Good catches. I do want to return to this project and finish it up. I'll keep these in mind when I come back to this project. If not, I'll ensure that is addressed too.

Sub Main(): I'm not looking at my code, but I thought I only mark it zombie if it isn't the startup routine and no other code calls it.

Underscores on comments: Yep, didn't expect those.
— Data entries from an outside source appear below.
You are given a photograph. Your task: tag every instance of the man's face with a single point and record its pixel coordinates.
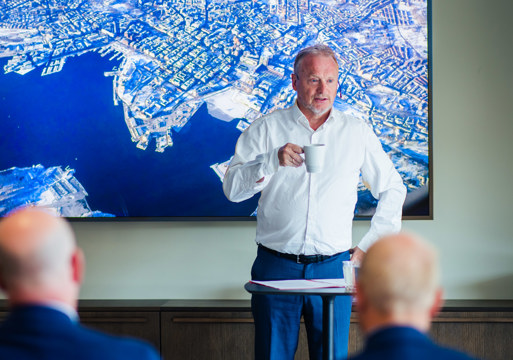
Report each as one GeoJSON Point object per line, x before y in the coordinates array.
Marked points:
{"type": "Point", "coordinates": [316, 85]}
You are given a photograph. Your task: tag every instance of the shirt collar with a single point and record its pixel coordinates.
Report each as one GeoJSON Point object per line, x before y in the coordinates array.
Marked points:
{"type": "Point", "coordinates": [300, 118]}
{"type": "Point", "coordinates": [63, 308]}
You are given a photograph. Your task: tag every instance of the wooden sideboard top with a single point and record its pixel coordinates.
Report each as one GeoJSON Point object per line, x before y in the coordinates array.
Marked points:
{"type": "Point", "coordinates": [245, 305]}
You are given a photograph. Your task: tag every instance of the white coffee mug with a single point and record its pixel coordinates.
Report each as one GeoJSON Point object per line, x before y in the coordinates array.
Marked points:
{"type": "Point", "coordinates": [314, 157]}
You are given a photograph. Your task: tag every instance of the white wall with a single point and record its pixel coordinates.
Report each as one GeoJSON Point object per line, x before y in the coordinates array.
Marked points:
{"type": "Point", "coordinates": [473, 176]}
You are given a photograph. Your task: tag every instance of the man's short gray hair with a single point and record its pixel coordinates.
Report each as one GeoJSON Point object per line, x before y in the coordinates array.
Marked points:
{"type": "Point", "coordinates": [317, 49]}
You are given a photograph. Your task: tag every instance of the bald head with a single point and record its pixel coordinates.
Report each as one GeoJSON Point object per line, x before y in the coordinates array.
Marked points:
{"type": "Point", "coordinates": [398, 278]}
{"type": "Point", "coordinates": [37, 256]}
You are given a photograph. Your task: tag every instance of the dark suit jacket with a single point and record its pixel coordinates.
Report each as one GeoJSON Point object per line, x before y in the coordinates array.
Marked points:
{"type": "Point", "coordinates": [42, 333]}
{"type": "Point", "coordinates": [404, 343]}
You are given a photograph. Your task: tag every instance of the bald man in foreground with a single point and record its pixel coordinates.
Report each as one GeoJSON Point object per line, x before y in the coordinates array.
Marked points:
{"type": "Point", "coordinates": [397, 296]}
{"type": "Point", "coordinates": [41, 270]}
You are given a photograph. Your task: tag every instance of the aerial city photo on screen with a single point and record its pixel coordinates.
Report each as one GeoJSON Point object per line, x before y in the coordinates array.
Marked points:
{"type": "Point", "coordinates": [132, 108]}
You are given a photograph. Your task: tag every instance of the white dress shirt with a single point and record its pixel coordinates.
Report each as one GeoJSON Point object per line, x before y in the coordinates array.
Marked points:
{"type": "Point", "coordinates": [312, 213]}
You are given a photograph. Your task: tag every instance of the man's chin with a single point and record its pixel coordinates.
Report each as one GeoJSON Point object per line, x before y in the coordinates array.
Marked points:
{"type": "Point", "coordinates": [319, 112]}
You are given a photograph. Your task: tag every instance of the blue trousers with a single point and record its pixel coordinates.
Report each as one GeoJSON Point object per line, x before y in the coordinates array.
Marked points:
{"type": "Point", "coordinates": [277, 317]}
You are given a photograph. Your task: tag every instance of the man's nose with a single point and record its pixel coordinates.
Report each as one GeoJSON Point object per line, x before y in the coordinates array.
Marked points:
{"type": "Point", "coordinates": [321, 86]}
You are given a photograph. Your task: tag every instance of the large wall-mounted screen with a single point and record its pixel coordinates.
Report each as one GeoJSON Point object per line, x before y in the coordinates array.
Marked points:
{"type": "Point", "coordinates": [131, 109]}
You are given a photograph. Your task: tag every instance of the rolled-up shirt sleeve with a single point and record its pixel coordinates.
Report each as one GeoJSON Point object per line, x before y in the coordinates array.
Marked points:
{"type": "Point", "coordinates": [252, 161]}
{"type": "Point", "coordinates": [387, 186]}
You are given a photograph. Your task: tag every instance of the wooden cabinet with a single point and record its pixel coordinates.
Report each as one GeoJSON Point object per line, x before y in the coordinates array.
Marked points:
{"type": "Point", "coordinates": [223, 329]}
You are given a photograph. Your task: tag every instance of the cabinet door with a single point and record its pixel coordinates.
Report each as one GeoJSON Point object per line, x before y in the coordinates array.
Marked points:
{"type": "Point", "coordinates": [212, 336]}
{"type": "Point", "coordinates": [142, 325]}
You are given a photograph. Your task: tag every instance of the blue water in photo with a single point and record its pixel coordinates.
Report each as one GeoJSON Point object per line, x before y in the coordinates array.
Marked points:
{"type": "Point", "coordinates": [76, 124]}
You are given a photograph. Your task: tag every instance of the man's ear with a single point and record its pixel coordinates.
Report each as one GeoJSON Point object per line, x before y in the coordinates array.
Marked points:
{"type": "Point", "coordinates": [437, 303]}
{"type": "Point", "coordinates": [3, 286]}
{"type": "Point", "coordinates": [78, 265]}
Will need to tweak the line parser for that scenario.

----------


## Eduardo-

> Sub Main(): I'm not looking at my code, but I thought I only mark it zombie if it isn't the startup routine and no other code calls it.


Yes... I had forgot to select the Sub Main in the project properties (it is a component).
Now that I fixed that, it disappeared from the zombie report.
The scanner is working fine in that regard, then.




> Underscores on comments: Yep, didn't expect those. Will need to tweak the line parser for that scenario.


Yes, it is then the only thing I'm reporting.

For my case, I already changed those comment lines to avoid underscores at the end.

Thank you.

----------


## wqweto

Line continuations (underscores) *do* work for comment lines like this. 


thinBasic Code:
Option Explicit
 Private Sub Form_Load()
    Rem First line _
        Second line
        
    '-- First line _
        Second line
End Sub
. . . both first and second lines are part of the comment or am I not understanding the problem?

cheers,
</wqw>

----------


## LaVolpe

@wqweto, that is how I  believe I coded the scanner now that I am thinking about it more. I know I've used comments like that in the past -- looks more pleasing to my eyes with just one tick/REM statement

@Eduardo, is this the scenario that was triggering false positives..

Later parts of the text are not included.